MR-guided CA of MN is a novel therapy which appears technically feasible. Clinical advantages of the procedure are high patient satisfaction, reduced risk of “stump neuroma” syndrome and good patient tolerance on an outpatient basis. Further, prospective studies are needed to confirm these encouraging results.

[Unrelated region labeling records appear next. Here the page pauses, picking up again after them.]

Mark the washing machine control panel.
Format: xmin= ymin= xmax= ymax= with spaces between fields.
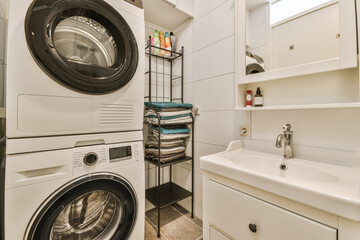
xmin=109 ymin=146 xmax=132 ymax=162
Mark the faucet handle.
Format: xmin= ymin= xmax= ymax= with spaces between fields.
xmin=282 ymin=123 xmax=291 ymax=131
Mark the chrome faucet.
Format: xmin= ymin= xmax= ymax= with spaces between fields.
xmin=275 ymin=124 xmax=294 ymax=159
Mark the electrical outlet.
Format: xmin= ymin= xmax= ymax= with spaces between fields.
xmin=193 ymin=106 xmax=200 ymax=116
xmin=240 ymin=125 xmax=251 ymax=137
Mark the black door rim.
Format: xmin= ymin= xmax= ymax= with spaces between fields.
xmin=24 ymin=173 xmax=138 ymax=240
xmin=25 ymin=0 xmax=139 ymax=94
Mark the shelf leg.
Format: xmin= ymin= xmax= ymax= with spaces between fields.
xmin=191 ymin=117 xmax=195 ymax=218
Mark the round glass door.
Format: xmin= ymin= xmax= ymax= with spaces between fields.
xmin=25 ymin=0 xmax=139 ymax=94
xmin=25 ymin=174 xmax=137 ymax=240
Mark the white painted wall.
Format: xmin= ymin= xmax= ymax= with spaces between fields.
xmin=0 ymin=0 xmax=7 ymax=107
xmin=169 ymin=0 xmax=245 ymax=218
xmin=145 ymin=0 xmax=360 ymax=218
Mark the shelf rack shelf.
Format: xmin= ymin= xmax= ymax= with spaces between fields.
xmin=145 ymin=37 xmax=194 ymax=238
xmin=235 ymin=102 xmax=360 ymax=111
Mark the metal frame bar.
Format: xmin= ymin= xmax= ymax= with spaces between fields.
xmin=145 ymin=36 xmax=195 ymax=238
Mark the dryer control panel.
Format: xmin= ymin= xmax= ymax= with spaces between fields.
xmin=73 ymin=142 xmax=144 ymax=173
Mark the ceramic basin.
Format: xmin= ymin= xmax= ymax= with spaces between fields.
xmin=200 ymin=141 xmax=360 ymax=222
xmin=229 ymin=155 xmax=338 ymax=182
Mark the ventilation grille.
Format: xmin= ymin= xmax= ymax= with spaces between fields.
xmin=100 ymin=104 xmax=135 ymax=125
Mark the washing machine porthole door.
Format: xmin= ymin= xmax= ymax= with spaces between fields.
xmin=25 ymin=0 xmax=139 ymax=94
xmin=25 ymin=174 xmax=137 ymax=240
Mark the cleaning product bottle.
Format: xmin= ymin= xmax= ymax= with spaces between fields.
xmin=254 ymin=87 xmax=263 ymax=107
xmin=246 ymin=90 xmax=252 ymax=107
xmin=159 ymin=31 xmax=166 ymax=56
xmin=170 ymin=32 xmax=176 ymax=52
xmin=165 ymin=32 xmax=171 ymax=57
xmin=150 ymin=36 xmax=155 ymax=54
xmin=154 ymin=30 xmax=160 ymax=55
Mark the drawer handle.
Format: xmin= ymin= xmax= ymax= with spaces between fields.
xmin=249 ymin=223 xmax=256 ymax=233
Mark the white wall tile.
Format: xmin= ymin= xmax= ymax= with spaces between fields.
xmin=249 ymin=4 xmax=267 ymax=28
xmin=194 ymin=73 xmax=235 ymax=111
xmin=250 ymin=23 xmax=266 ymax=48
xmin=194 ymin=0 xmax=235 ymax=51
xmin=179 ymin=142 xmax=226 ymax=173
xmin=0 ymin=64 xmax=5 ymax=107
xmin=194 ymin=0 xmax=227 ymax=20
xmin=174 ymin=21 xmax=194 ymax=55
xmin=173 ymin=165 xmax=202 ymax=205
xmin=0 ymin=18 xmax=7 ymax=64
xmin=0 ymin=0 xmax=7 ymax=19
xmin=173 ymin=53 xmax=194 ymax=83
xmin=252 ymin=109 xmax=360 ymax=152
xmin=194 ymin=36 xmax=235 ymax=81
xmin=195 ymin=111 xmax=237 ymax=147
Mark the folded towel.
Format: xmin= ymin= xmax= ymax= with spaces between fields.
xmin=151 ymin=129 xmax=190 ymax=140
xmin=152 ymin=126 xmax=190 ymax=134
xmin=144 ymin=116 xmax=192 ymax=124
xmin=145 ymin=141 xmax=185 ymax=148
xmin=145 ymin=147 xmax=185 ymax=157
xmin=149 ymin=114 xmax=190 ymax=120
xmin=146 ymin=152 xmax=186 ymax=163
xmin=144 ymin=108 xmax=191 ymax=117
xmin=145 ymin=102 xmax=193 ymax=109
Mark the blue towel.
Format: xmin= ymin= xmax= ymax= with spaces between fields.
xmin=152 ymin=126 xmax=190 ymax=134
xmin=149 ymin=114 xmax=190 ymax=120
xmin=145 ymin=102 xmax=192 ymax=109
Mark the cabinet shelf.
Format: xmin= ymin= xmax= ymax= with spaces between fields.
xmin=145 ymin=182 xmax=192 ymax=208
xmin=145 ymin=156 xmax=192 ymax=168
xmin=235 ymin=102 xmax=360 ymax=111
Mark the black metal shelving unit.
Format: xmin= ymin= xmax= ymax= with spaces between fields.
xmin=145 ymin=37 xmax=195 ymax=238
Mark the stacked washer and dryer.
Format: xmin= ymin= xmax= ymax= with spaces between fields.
xmin=0 ymin=0 xmax=145 ymax=240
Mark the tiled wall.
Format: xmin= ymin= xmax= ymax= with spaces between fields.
xmin=0 ymin=0 xmax=7 ymax=107
xmin=170 ymin=0 xmax=240 ymax=218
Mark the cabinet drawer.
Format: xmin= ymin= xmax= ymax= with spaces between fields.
xmin=208 ymin=180 xmax=337 ymax=240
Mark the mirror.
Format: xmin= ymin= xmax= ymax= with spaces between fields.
xmin=245 ymin=0 xmax=348 ymax=75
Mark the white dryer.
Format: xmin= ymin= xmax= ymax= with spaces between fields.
xmin=6 ymin=0 xmax=145 ymax=138
xmin=0 ymin=132 xmax=145 ymax=240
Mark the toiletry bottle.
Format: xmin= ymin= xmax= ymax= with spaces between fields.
xmin=170 ymin=32 xmax=176 ymax=52
xmin=165 ymin=32 xmax=171 ymax=57
xmin=254 ymin=87 xmax=263 ymax=107
xmin=246 ymin=90 xmax=252 ymax=107
xmin=150 ymin=36 xmax=155 ymax=54
xmin=159 ymin=31 xmax=166 ymax=56
xmin=154 ymin=30 xmax=160 ymax=55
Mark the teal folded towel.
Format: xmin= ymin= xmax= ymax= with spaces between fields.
xmin=152 ymin=126 xmax=190 ymax=134
xmin=145 ymin=102 xmax=192 ymax=109
xmin=149 ymin=114 xmax=190 ymax=120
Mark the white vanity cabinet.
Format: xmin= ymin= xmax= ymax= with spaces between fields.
xmin=204 ymin=180 xmax=337 ymax=240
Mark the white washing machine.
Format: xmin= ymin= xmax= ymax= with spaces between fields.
xmin=6 ymin=0 xmax=145 ymax=138
xmin=0 ymin=133 xmax=145 ymax=240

Morton’s neuroma Magnetic resonance imaging Interventional Cryosurgery Percutaneous ablation technique 


Compliance with Ethical Standards

Conflict of interest

On behalf of all authors, the corresponding author states that there is no conflict of interest. Authors #1, #3, #5, #6, #7, #8 and #9 have no conflict of interest to disclose. Authors #2, #4 and #10 are proctor for Galil Medical, Inc.

Human and animal rights informed consent

All procedures performed in studies involving human participants were in accordance with the ethical standards of the institutional and/or National Research Committee and with the 1964 Helsinki Declaration and its later amendments or comparable ethical standards. For this type of study, formal consent is not required. Informed consent was obtained from all individual participants included in the study.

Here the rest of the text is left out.